WiP Wednesday - Excerpt from Blood - Autumn Pixies!

It's tricky to find excerpts from Blood I can share with you that don't contain too many spoilers! This is a nice scene for October, since the autumn pixies show up to pester Dindi....

"The slender girls wore crunchy skirts of fall leaves..." (Art by Anne Stokes)

At night’s tail, just before dawn, pixies jumped up and down on Dindi’s head until she had a headache, and kept jumping, until she woke up to shoo them off.

“You have got to be kidding me,” she groaned. “What is wrong with you fae? Have you never heard of sleep?”

 She rubbed her eyes, fighting déjà vu. Hadn’t she just been poked awake by pixies a few hours ago? 

Once again finger-sized pixies thronged around her sleeping mat, but this time instead of flori, they were all foli, autumnal pixies, mostly Orange, Yellow and Red. The slender girls wore crunchy skirts of fall leaves, and the boys caps and shields made from acorn tops and walnut shells. Kinnaras, bird-winged sprites, feathered like robins, jays, cardinals, tanagers and finches fluttered nearby as well.

“We want to sleep too,” complained the foli. “It’s coming on our nap season. But the Orange Lady has altered the song, and the music is calling us back to the trees. We already painted the leaves in gold and scarlet this year—are we to do so twice in one turn?”

“And we,” said the kinnaras, “have been preparing to arrange eggs in nests, but the song has been altered, and we see no eggs in the music now.”

“And I suppose the Aelfae have gone somewhere without me,” Dindi grumbled.

Tremendous snores suggested otherwise. When she sat up she saw the other Aelfae were all asleep—Hest was the source of the bear-like rumblings—except Vessia, who was already gowned and half way out the door. Dindi hastened after her.

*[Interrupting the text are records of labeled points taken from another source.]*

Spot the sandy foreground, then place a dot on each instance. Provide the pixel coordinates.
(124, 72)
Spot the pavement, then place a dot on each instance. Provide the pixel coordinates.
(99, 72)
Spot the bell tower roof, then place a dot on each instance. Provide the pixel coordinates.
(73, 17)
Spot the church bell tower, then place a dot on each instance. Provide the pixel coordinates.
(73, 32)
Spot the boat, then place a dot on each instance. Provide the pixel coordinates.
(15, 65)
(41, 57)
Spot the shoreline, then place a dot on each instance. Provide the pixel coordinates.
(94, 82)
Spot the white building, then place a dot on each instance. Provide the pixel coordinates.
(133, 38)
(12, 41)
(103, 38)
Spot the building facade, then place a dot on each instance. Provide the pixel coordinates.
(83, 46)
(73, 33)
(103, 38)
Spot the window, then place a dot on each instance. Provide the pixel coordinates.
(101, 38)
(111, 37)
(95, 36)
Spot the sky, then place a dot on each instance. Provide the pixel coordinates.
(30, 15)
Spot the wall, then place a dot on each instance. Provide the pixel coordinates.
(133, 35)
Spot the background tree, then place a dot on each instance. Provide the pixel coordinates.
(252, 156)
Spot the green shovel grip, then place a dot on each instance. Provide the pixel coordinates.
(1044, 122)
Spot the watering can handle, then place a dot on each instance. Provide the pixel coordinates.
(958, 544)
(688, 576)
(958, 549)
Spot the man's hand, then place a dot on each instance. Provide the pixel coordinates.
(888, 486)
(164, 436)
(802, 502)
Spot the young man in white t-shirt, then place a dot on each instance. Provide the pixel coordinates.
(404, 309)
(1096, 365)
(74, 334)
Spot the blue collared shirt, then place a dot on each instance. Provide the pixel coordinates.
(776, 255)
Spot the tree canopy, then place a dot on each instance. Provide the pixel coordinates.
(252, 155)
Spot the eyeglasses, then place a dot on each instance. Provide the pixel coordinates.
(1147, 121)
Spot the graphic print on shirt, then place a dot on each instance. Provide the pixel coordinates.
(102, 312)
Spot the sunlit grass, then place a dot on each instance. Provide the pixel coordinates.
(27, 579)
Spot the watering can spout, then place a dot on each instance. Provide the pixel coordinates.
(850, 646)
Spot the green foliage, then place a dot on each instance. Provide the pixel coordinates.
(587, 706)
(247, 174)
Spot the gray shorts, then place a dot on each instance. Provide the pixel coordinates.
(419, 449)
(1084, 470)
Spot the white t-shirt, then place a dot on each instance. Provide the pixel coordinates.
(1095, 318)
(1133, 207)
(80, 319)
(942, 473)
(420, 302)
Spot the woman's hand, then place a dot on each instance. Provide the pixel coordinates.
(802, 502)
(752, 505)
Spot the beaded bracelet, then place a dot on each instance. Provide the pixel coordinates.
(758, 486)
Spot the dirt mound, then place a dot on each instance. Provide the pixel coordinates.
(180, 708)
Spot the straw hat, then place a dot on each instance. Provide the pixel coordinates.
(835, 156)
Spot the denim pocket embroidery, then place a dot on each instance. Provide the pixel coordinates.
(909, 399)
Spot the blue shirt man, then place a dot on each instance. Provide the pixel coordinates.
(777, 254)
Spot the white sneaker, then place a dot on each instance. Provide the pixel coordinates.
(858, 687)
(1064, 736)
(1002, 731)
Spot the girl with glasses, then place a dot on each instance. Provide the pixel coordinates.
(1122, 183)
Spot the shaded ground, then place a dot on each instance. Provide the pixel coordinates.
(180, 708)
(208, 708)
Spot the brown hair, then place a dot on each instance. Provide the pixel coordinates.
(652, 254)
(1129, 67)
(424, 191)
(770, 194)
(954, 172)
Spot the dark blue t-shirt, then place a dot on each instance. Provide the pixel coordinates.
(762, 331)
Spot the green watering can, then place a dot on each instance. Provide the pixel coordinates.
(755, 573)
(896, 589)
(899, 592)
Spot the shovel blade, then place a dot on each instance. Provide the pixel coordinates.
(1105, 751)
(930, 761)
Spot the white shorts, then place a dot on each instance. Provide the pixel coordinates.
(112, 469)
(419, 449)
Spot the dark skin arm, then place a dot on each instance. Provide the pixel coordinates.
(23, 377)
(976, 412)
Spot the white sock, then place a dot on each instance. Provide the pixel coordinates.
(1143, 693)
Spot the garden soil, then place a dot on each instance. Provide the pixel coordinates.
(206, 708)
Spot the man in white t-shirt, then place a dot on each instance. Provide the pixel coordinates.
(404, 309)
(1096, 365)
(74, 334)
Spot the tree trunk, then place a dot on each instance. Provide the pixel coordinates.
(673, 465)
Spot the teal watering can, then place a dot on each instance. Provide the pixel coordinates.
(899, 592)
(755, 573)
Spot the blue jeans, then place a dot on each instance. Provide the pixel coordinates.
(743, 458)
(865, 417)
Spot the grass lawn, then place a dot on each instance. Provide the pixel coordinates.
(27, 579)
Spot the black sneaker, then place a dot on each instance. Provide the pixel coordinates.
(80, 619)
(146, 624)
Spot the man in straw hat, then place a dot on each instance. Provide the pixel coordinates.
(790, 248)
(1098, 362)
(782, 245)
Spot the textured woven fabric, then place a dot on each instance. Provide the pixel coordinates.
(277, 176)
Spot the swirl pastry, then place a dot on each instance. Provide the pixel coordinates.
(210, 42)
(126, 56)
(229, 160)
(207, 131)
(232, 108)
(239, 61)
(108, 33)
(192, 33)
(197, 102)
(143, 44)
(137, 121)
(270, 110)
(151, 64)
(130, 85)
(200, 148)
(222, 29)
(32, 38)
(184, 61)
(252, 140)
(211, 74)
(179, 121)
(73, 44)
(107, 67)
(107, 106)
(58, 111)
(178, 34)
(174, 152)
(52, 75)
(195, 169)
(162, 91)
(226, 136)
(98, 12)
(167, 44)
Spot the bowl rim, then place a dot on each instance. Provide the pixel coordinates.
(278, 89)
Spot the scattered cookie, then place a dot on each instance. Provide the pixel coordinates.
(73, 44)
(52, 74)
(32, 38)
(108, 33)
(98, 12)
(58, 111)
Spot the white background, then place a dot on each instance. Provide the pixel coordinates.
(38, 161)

Dawn on the mountaintop shuddered under bitter winds. Nothing of the usual vistas could be seen due to a skirt of cloud which had encircled the slopes. Rhythmic thumps indicated the slave women were pounding potatoes, unseen in their huts, but otherwise few people were awake. Some men had passed out drunk around the bonfires the night before and snored on mats arranged around the embers. 

Dindi trailed Vessia for a number of steps before the Aelfae acknowledged her, albeit without turning around.

“You? Again?”

“Did you hear what the foli and kinnaras said?”

“Of course. You think they did not approach me as well?” Vessia sniffed. “You will learn that the Lower Fae panic easily and complain frequently. It’s best not to overreact.”